The debate over local 'traditional healers' and its efficacy over allopathy medicines has been doing the rounds for quite some time.
But oral health traditions of village communities are different. Such practitioners consist of folk healers having immense knowledge about home remedies.
They are well versed in such remedies but these practices have been passed down traditionally from different generations of their family and not by any medical institution or agency.
The local healers mainly work with natural resources. According to a survey carried out by the Ministry of Environment and Forests during the early period of the 80s and the 90s, around 8000 species of wild plants were used by the healers of the tribal community.
Not only plants, minerals, metals, and animals are also used in the healing process. The folk gurus also have student practitioners and their only medium to learn is through oral communication.
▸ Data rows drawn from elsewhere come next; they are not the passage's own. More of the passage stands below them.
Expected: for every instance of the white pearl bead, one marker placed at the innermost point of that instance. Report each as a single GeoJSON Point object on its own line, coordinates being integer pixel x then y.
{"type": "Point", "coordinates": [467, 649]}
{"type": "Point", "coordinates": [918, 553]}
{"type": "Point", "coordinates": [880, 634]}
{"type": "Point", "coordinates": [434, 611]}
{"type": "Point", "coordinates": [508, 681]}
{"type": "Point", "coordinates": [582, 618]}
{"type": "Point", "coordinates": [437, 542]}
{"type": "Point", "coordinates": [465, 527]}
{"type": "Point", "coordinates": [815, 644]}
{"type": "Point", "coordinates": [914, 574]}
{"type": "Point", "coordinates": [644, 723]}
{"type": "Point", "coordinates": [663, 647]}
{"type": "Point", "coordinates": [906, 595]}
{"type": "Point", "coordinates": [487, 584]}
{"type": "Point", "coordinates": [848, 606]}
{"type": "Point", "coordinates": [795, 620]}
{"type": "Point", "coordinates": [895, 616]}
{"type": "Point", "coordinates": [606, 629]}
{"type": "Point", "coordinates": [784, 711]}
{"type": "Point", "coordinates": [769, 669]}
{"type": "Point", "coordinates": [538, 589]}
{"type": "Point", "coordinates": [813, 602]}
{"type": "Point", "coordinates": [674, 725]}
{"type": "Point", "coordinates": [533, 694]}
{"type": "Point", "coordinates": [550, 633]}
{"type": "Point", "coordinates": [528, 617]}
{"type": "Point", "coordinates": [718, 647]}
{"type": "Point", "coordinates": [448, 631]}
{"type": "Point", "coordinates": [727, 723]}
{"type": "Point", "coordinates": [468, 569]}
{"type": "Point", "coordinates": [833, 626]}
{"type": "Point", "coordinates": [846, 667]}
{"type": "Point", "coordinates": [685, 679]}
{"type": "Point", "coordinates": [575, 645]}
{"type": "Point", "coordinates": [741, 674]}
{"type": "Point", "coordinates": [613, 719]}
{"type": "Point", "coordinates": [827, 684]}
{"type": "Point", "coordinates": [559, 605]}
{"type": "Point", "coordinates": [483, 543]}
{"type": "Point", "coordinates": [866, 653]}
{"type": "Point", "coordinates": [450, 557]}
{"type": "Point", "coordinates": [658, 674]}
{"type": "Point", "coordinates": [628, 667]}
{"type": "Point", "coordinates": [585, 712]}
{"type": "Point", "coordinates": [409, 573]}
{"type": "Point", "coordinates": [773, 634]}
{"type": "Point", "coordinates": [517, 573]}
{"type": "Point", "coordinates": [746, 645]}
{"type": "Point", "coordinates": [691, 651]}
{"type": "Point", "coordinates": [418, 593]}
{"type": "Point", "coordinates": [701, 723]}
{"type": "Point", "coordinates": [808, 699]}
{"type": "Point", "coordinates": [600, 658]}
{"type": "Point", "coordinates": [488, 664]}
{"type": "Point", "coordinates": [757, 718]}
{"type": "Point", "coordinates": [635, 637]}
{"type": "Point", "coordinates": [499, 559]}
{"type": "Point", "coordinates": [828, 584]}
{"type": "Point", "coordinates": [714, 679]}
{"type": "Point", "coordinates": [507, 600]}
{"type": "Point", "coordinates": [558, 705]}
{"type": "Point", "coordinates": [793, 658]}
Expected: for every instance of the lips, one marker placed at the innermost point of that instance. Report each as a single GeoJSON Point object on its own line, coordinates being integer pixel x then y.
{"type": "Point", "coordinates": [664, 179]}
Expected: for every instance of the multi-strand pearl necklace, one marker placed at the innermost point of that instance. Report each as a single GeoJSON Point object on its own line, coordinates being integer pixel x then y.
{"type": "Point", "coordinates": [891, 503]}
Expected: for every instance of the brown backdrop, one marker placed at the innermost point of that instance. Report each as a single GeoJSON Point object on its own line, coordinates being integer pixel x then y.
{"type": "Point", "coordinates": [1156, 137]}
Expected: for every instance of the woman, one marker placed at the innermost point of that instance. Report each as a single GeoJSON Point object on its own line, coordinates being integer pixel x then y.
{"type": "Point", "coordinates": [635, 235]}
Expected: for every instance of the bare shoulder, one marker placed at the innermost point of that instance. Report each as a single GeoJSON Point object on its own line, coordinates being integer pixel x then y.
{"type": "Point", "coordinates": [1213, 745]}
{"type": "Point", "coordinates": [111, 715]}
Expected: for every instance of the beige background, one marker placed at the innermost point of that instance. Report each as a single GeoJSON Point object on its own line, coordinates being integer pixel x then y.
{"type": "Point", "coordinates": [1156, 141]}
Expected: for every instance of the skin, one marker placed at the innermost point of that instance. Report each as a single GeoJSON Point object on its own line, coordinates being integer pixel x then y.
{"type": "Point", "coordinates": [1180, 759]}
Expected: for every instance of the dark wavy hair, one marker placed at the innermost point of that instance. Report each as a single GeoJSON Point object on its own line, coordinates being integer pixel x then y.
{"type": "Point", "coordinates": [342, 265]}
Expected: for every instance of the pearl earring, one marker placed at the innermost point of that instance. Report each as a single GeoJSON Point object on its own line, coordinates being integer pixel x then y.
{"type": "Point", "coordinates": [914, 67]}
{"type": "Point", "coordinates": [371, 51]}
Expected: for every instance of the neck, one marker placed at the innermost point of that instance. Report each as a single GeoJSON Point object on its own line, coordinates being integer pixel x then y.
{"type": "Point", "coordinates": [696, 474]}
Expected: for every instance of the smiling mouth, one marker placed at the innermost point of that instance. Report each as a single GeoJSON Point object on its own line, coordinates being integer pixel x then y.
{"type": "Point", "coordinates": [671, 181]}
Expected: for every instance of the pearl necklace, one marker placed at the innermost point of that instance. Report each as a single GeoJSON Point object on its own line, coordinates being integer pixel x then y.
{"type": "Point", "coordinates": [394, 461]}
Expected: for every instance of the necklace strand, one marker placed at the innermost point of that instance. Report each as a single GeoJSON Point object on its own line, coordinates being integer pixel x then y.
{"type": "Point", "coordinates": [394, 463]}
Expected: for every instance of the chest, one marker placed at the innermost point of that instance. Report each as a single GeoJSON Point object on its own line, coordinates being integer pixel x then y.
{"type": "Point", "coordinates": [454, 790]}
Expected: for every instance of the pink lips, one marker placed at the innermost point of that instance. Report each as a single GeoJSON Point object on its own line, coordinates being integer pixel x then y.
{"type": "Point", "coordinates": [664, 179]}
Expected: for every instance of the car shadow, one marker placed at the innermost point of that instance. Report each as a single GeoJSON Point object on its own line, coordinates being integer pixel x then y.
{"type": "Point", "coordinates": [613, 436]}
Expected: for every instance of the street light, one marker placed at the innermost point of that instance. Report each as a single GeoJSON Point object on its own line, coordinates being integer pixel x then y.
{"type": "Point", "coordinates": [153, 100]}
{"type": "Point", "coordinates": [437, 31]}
Other than healthcare, oral health traditions also include ancient heath traditions. One such example is the ‘methi aloo' dish from northern India. The dish consists of a higher amount of ‘methi’ to balance with the nutritional value of the potatoes.
Midwives or traditional birth attendants (TBAs) also form a part of the traditional healthcare community. Folk orthopedic doctors or also known as ‘bonesetters’ at the community level treat simple injuries and fractures. And of course, there are the healers who have a home remedy for emergency cases such as a snake bite.
There has been development in the health care systems both at the urban and rural levels but a large portion of the folk community has been managed to sustain their traditional views and healthcare practices. Hence, I believe that the editorial board must allow a journalist to take up this topic.